Oluwombo or luwombo is a traditional dish of Uganda. It is both a royal dish and a fairly common dish cooked especially during the holidays. It is said to have been created in 1887 by the personal chef of Kabaka Mwanga, a king who ruled the kingdom of Buganda at the end of the 19th century.
The dish consists of beef or chicken with vegetables like potatoes and carrots, ground nuts wrapped or any of your choice in banana leaves and steamed to perfection with just the right amount of salt, oil and spices. It is considered a special dish for many reasons including the way it is presented wrapped in leaves like a gift. In some variations, smoked fish is added to the beef/chicken.
People at the age of 35 and above prefer Luwombo than fast food which is left to the youth but what the benefit of this steamed food in the banana leaf?
Unique mixture of sauce and a variety of ingredients enveloped in a banana leaf and then steamed over a fire for hours has all nutrients with no cholesterol form cooking oils as the dish is just steamed with banana leaf sheathing and the steaming creates a delicious aroma very specific to only luwombo.

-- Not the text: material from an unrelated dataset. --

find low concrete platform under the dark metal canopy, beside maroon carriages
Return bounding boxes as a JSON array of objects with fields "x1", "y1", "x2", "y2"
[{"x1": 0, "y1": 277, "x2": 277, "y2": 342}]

People, especially the alcoholics who fear the effects of too much alcohol, run to the luwombo dishes to get the full nutrients, which they hope counteracts the alcohol action on their internal organs and cures the nostalgic feeling.
Ugandans find themselves wanting to partake it in and uplift Ugandan culture and tradition. Food plays an important role in this.
In a Kiganda home in central Uganda, luwombo would make an appearance on the menu at any function.
Today, due to the great amount of time and labor required to prepare luwombo, it’s made less frequently inside the home.
Instead, many people are turning to restaurants, for the traditional and nutritious dish.
Above all, luwombo is a treat. Once the sauce and ingredients are contained and cooked within the banana leaf, the hungry customer eagerly anticipates the unwrapping.
It is like the unveiling of the bride.
How to make chicken luwombo
1. If you are using a charcoal stove, begin the process of heating your coals so when you are ready to cook, the stove will be hot.
2. Pour 1 liter (4 ¼ cups) of water into the base of your cooking pot, then line the pot with four banana leaves. When it comes time to place the prepared luwombo in the pot, they will sit atop the leaves, ensuring that they do not come in direct contact with the hot water.
3. Set four more leaves aside until cooking time.
4. Spread the remaining six banana leaves out on a flat surface.
5. Mix the chicken pieces, ½ liter (2 cups) of water, Royco seasoning, garlic, salt, carrot, ginger, tomato and onion together.
6. Separate the mixture into six individual portions and place those portions in the center of each banana leaf.
7. Take hold of the edges of a banana leaf and gather them together, creating a pouch to hold the mixture.
8. Tie string around the top of the pouch, leaving extra space in the pouch for the mixture to steam.
9. Repeat this process with the other five banana leaves and the remaining ingredients.
10. Place all of the wrapped leaves in your lined pot. Use the four leaves you set aside to line the top of the pot, then cover the pot with the lid, or other saucepan if the pot is too full for the lid.
11. Place the pot on top of the stove and steam for six hours.
12. After six hours, remove the luwombo and serve as is – unwrapping the dish is a part of the dining experience!
Recipe note: Fish, mushrooms or nuts can be substituted for the chicken. If you decide to cook a variety of luwombo, place different colored strings around each wrapped leaf so you can identify which kind it is.
Luwombo will always be the best dish for lunch and dinner.